Metabolic processes are chemical reactions and these often involve generation of heat. Living organisms, however, do not follow all the laws of thermodynamics. Organisms are open systems that exchange matter and energy with their surroundings. This means that living systems are not in equilibrium, but instead are dissipative systems that maintain their state of high complexity.
Cellular metabolism couples the spontaneous processes of catabolism with the non-spontaneous processes of anabolism. In thermodynamic terms, metabolism maintains the balance.
Laws of Thermodynamics and metabolism
Catabolism, in total, releases energy. Anabolism requires energy. The laws of thermodynamics apply to metabolism.
What is thermodynamics?
Thermodynamics is the study of energy transformations as applied to all physicochemical systems including biological. Bioenergetics is the study of energy conversion in biological systems.

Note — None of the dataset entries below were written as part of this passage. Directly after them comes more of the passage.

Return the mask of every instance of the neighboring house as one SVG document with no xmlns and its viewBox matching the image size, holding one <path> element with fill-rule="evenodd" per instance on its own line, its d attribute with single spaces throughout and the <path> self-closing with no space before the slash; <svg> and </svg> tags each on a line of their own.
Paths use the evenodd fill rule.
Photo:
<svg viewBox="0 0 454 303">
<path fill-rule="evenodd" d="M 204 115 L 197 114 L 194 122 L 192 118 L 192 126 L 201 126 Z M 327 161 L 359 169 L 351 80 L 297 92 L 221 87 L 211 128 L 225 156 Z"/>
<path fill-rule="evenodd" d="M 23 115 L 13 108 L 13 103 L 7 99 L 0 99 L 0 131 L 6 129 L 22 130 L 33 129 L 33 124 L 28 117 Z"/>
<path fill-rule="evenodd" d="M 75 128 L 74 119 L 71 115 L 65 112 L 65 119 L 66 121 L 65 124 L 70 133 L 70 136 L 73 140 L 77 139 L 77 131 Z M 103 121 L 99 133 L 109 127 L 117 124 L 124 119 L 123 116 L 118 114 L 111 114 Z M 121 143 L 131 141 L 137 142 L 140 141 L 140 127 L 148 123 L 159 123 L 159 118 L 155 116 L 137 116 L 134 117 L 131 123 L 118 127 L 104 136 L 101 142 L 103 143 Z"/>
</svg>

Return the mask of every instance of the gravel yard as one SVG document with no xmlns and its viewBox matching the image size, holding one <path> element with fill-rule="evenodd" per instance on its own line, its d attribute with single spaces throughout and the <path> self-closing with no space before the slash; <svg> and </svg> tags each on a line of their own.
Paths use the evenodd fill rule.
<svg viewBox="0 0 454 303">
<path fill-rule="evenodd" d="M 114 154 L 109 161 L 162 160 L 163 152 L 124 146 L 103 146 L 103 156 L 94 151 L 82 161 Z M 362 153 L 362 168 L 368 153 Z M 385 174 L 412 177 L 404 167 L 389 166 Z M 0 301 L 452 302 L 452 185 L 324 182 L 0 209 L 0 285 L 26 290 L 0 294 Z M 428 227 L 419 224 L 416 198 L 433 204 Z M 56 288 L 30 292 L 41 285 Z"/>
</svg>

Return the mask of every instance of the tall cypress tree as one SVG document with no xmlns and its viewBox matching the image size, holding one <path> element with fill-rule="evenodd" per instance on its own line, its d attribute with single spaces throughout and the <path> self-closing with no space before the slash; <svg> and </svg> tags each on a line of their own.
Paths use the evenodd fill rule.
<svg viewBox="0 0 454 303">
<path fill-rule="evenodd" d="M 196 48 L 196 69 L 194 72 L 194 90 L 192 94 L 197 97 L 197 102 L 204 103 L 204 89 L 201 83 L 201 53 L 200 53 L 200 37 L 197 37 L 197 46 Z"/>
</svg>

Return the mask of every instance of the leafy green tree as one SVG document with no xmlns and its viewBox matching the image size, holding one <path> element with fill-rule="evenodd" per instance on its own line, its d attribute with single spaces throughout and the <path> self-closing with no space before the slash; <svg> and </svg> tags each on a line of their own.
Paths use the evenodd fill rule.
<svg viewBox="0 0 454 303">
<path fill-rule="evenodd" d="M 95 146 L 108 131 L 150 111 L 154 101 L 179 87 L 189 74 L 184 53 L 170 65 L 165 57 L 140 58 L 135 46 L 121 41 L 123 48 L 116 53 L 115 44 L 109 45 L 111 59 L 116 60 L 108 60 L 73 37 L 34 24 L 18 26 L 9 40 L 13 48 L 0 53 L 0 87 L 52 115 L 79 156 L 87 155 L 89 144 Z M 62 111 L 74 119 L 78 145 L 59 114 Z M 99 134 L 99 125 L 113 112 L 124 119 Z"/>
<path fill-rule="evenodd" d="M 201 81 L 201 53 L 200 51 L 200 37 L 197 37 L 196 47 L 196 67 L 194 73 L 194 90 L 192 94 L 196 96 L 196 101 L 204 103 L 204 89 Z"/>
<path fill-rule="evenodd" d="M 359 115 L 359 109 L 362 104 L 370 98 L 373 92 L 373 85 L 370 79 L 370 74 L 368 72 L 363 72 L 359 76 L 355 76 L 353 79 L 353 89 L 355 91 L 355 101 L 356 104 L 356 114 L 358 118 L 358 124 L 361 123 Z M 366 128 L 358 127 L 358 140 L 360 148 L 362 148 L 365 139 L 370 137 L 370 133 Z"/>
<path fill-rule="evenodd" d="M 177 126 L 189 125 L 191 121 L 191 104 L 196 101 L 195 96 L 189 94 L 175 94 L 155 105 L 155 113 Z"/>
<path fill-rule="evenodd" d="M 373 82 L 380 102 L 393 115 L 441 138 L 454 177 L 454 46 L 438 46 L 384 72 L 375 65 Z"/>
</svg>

First law of thermodynamics
The first law of thermodynamics is the Law of conservation of energy. For biological systems, this describes the transfer of energy from one form to another.
Second law of thermodynamics
The second law of thermodynamics is that Entropy must increase if a reaction is to be spontaneous. A process can only occur spontaneously if the sum of the entropies of the system and its surroundings increases.
However, it is difficult to measure the changes in entropy in a biological system. What can be used is the Gibbs Free Energy of a Reaction at constant pressure and temperature. ∆G is the difference between the energy contained in the products of a reaction and the reactants:
∆G = (energy of products) - (energy of reactants)
For a reaction in equilibrium the direction of an enzyme catalyzed reaction and for that matter a metabolic pathway, depends of the change in free energy.
Reactions occur only when the free energy (Gibbs) change is negative.
The equilibrium constant, Keq is determined as: Keq = [products]/[reactants]. The standard state in biochemistry is at pH 7 and 1 molar concentration.
Exergenic and endergonic reactions
Chemical reactions are classified as being either exergonic or endergonic. That means that a reaction can either release energy useful for work (an exergonic reaction) or requires energy to proceed (an endergonic reaction).